Hello, and welcome back to another week with the Aspiring Gardener! The Christmas tree season is obviously upon us. It’s important to remember when bringing these wonderful plants into our homes that they’re still alive and need care too, lest they end up a dried out husk. It’s important to cut the bottom inch of the trunk and open up the tree’s pores so it can absorb water, and then place it in water as soon as possible afterwards.
After that, it’s important to keep the tree watered and never let the tree’s water supply fall below the bottom of its trunk. If you want to replant your Christmas tree, make sure it has a living root ball that hasn't been cut or damaged, and that you keep it well-watered and not dried out. The warm, dry air within homes can damage trees, making it important to keep them in cool, sheltered areas away from any vents or fireplaces.
As soon as Christmas has passed, it’s time to replant the tree! If you live in a colder area where the ground is not suitable for planting at the time, then it’s possible to wait by placing mulch around the base of the tree and setting it aside until the ground warms up enough for planting to be possible. If the tree came in a pot, it’s a simple matter of taking the tree outside or into a garage to acclimate the tree and continuing to water it until next year, when it can be repotted and used as a Christmas tree once again.

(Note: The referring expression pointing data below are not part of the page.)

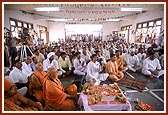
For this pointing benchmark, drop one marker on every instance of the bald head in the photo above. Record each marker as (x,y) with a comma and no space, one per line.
(52,72)
(39,66)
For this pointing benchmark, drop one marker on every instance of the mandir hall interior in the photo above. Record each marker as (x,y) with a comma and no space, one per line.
(91,28)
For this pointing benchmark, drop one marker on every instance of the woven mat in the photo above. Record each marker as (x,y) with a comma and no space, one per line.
(133,83)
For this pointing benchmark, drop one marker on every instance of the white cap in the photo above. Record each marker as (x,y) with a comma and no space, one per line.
(50,54)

Trees in pots can also be replanted in the ground, following similar rules as those bought without pots. However, it’s important to know whether you truly want the tree, as many Christmas tree favorites grow well over 20 meters in height, with the noble fir surpassing 40 meters in maturity. I
f you do not want to replant your tree, there are many ways to use or dispose of it after Christmas, such as transforming it into a living bird feeder, using the needles and branches to make lovely smelling decorations or bags, and more! Whatever you decide, keep that tree watered, and happy planting!